QR Codes on the Command Line
I recently got a new Android phone and found that QR codes were a cool, quick way to transfer URLs and text. There were a couple cases where I found it useful to automatically generate the QR code and display it on my laptop screen for me to scan with my phone.
Instead of generating the codes as a png with an existing program and opening them in my image viewer, I figured I'd hack together a quick ruby script to do the job. Here's the result.

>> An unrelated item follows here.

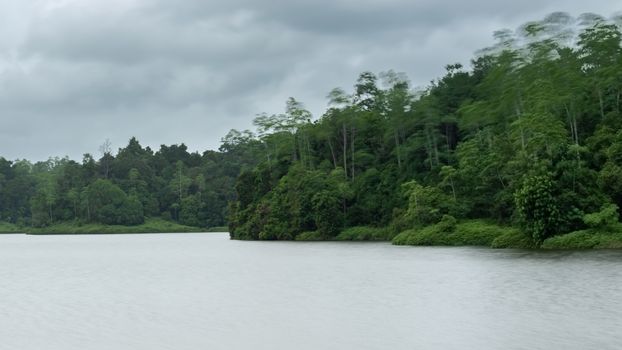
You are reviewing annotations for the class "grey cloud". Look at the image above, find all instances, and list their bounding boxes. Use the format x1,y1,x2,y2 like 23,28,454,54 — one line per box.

It encodes either its first argument or standard input to a QR code and prints that directly to the terminal with a small white border. I've found that the ZXing scanner program has a very easy time reading this. It automatically choses the smallest size of code which can fit the input, and has the lowest setting for error recovery.
Here's the script:
#!/usr/bin/env ruby
require 'rubygems'
require 'rqrcode'
LEVEL = 'l'
BLACK = "\e[40m"
WHITE = "\e[107m"
DEFAULT = "\e[49m"
SPACER = " "
text = ARGV[0] || STDIN.read
# make a qr code of the smallest possible size
qr = nil
(1..10).each do |size|
qr = RQRCode::QRCode.new(text, :level => LEVEL, :size => size) rescue next
break
end
width = qr.modules.length
puts WHITE + SPACER * (width + 2) + BLACK
width.times do |x|
print WHITE + SPACER
width.times do |y|
print (qr.is_dark(x,y) ? BLACK : WHITE ) + SPACER
end
puts WHITE + SPACER + DEFAULT
end
puts WHITE + SPACER * (width + 2) + BLACK
This requires the rqrcode gem and a terminal supporting ANSI color escape sequences (which is pretty much everything).